Ces neuf derniers jours Thomas avait sillonné les quartiers. Il n'avait pas eu plus de quatre déjeuners, pas moins de bouteilles d'eau, quoique l'hiver incitait les passants à lui céder leur chocolat chaud. Ceux conservés dans ces petits verres en carton, que l'on déniche dans un modeste distributeur, que l'on ne sait savourer, mais dont Thomas rêvait à chacune de ses venues à la laverie, son unique refuge durant les jours les plus froids. Il avait faim, les quelques biscuits au fond de son sac ne le contentait plus, son estomac avait ce sentiment de vide immense qui jumelait à son âme. Il avait froid, ces longs cils cristallisaient aux nuits rudes, les gerçures à ses mains empêchaient leur souplesse et le vent frais faisait de chaque inspiration une avalanche glaciale tombant jusqu'à ses poumons.
Par-delà les nuages, le soleil ne se levait pas. La pluie, qui préparait son torrent, peignait les allés de gris. Le ciel était impénétrable, sous son voile noir d'ennuis l'épanouissement était un souvenir douloureux. Londres, à l'effigie du garçon, mourait.
Il sonnait bruyamment onze heures, Thomas arpentait les marchés et la foule, pistant la petite boulangerie dissimulée dans le coin de l'avenue à laquelle il marcha, le pas boiteux, faible et lent. Il y eut un tintement quand il passa la porte puis un assaut d'odeurs sucrées, les viennoiseries, belles et brûlantes, tissaient dans l'air un plaisir d'enfance. Il y avait un homme, gros et fort, qui enfournait des pains derrière les petites vitrines. Il reniflait en patois, essuyant ici et là la poussière finement couchée sur le plan de travail. Il pointa sur Thomas un regard austère, lâchant le torchon posé à même son épaule tandis qu'il marmonnait sous sa moustache noire : « Qu'est-ce que tu veux, le junkie ?- Bonjour... murmura le garçon, la voix raffermit par le gel. Je n'ai pas mangé depuis plusieurs jours et je me sens venir à bout de mes dernières résistances. Je me demandais seulement s'il serait possible que vous m'accordiez un de vos produits... s'il vous plaît. Je n'aurais en retour que ma gratitude.
- C'est pas une association caritative, ici. Alors soit t'achètes par toi-même, soit tu dégages.
- Monsieur, je vous en prie...
- Fiche le camp d'ici, ou j'appelle les flics ! Je veux pas de ça chez moi, clochard ! Va voir ailleurs ! »
Il brandit un couteau laissé sur le comptoir, devant lequel Thomas s'enfuit en cognant un client attendant patiemment son tour.
« Excusez-moi ! dit-il, avant de sortir et de couper la grande place. »
Il descendit les quelques marches amenant à la rive du fleuve, s'asseyant au sol, convulsant de tremblements et de larmes légères qu'il voulait toutes contenir.
« Je... Je ne m'en sortirai pas... fit-il, tenant sa tête entre ses mains rouges. Je... Je n'ai aucune chance. »
Il y eut de longues secondes, calmes, simplement silencieuses, pendant lesquelles le vent s'arrêta de souffler son givre. Quelques instants de paix, d'immobilité et de secret, près de ces ponts où personne n'allait, où aucun œil ne s'attardait sur l'adolescent recroquevillé et vaincu, trémulant de froid sous son vieux manteau en laine.
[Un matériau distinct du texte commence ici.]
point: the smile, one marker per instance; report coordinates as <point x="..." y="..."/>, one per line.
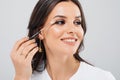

Mais il y eut soudain des coups, réguliers et fermes, qui arpentaient la berge endormie et se rapprochaient à chaque impact sur le macadam dur. Thomas, levant curieusement le regard, l'ouvrit de terreur. Un inconnu l'appelait et courait à lui, il se faisait poursuivre par cinq gendarmes lui ordonnant d'obtempérer. Il hurlait le même mot, qui assourdit Thomas de panique quand il parvint enfin à l'entendre : « Cours ! »
Le garçon eut un soubresaut. Il se redressa aussitôt pour se sauver, haletant d'angoisse, fouetté par les zéphyrs frais qui avaient repris leur chœur. L'homme le dépassa, il lui signa de le suivre alors qu'il montait les escaliers pour rejoindre les rues. Affolé par cette menace judiciaire, Thomas le suivit sans oser réfléchir. Il franchit derrière lui les ruelles les plus étroites et les plus négligées, celles dont le nom ne frisait pas les lèvres bourgeoises, ni celles des gamins de quartier. Il était véritablement horrifié, pourtant les gendarmes disparaissaient sur leurs traces jusqu'à l'instant où plus aucune de leur voix ne fut perceptible.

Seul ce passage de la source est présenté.